The deal doesn’t grant exclusive streaming access to ESL events such as ESL One, IEM and the ESL Pro League (although Azubu will stream these), but does provide Azubu with exclusive content and marketing collaborations, such as licensing, distribution and sales representation.
The partnership kicks off immediately.
“As eSports continue to grow exponentially all over the world, drawing larger audiences who want to immerse themselves in the games, experiences and lifestyle, it becomes increasingly important for us to partner with the best platforms to provide access to our events as well as more value to brands who want to reach those audiences,” ESL’s SVP of sales and business development Nik Adams said.
“Azubu’s reach, user experience and passionate dedication to the eSports lifestyle are second to none.”
Azubu’s VP of business development Abe Gottesman added: “Azubu’s partnership with ESL will help both companies grow and expand their reach, which will ultimately better serve the explosively growing eSports audiences.
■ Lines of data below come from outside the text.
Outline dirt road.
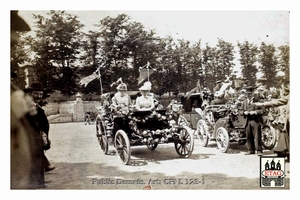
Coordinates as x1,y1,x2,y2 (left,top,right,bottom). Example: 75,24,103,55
45,123,290,190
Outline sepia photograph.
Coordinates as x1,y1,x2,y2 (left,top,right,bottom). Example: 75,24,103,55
5,0,296,195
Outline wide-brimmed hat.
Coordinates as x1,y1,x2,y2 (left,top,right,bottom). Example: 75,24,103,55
140,85,151,91
24,82,46,92
117,83,127,91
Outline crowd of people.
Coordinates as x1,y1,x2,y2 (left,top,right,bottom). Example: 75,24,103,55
186,77,290,161
10,11,55,189
11,11,290,189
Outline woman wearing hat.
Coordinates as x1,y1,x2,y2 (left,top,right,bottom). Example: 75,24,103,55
135,85,155,111
112,83,131,112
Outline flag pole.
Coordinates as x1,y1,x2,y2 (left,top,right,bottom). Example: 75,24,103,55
97,67,103,95
147,62,150,82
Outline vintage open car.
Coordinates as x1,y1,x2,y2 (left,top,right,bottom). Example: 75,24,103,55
96,91,194,164
178,93,277,153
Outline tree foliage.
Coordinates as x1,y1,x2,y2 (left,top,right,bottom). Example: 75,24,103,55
17,11,290,98
32,11,83,95
278,45,290,80
259,42,278,87
238,41,259,85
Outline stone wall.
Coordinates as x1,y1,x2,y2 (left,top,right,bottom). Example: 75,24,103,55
43,96,100,123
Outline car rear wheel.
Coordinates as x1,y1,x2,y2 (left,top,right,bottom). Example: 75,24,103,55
216,127,229,153
197,119,209,147
115,130,131,165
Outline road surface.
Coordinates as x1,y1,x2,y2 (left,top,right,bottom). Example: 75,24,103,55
45,122,290,190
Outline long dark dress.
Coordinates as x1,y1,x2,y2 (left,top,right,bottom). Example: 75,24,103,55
22,114,45,189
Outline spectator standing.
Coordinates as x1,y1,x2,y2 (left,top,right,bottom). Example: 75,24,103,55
25,82,55,172
10,11,32,189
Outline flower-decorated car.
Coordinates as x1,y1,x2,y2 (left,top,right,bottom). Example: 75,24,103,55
96,91,194,164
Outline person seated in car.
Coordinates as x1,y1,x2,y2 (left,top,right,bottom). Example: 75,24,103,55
135,84,155,111
111,83,131,114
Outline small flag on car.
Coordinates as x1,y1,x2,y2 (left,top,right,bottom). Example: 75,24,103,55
79,72,99,87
“This collaboration is more than a content and sales representation relationship. Azubu and ESL are strategically aligned on providing brands a more meaningful and innovative way to interact with the massive eSports demographic on a global level and to deliver Azubu’s eSports community the best eSports programming found anywhere on the planet.”
In December Azubu received a $59m cash injection for debt financing, the potential implications of which depend on your interpretation. Debt financing offers benefits over vanilla investment, and has been employed by many of tech’s big players. However, it’s a riskier strategy that can backfire down the line if the cards don’t fall correctly.
Certainly though, content rights appear to be the tool with which Azubu hopes to take on the combined might of Twitch and YouTube.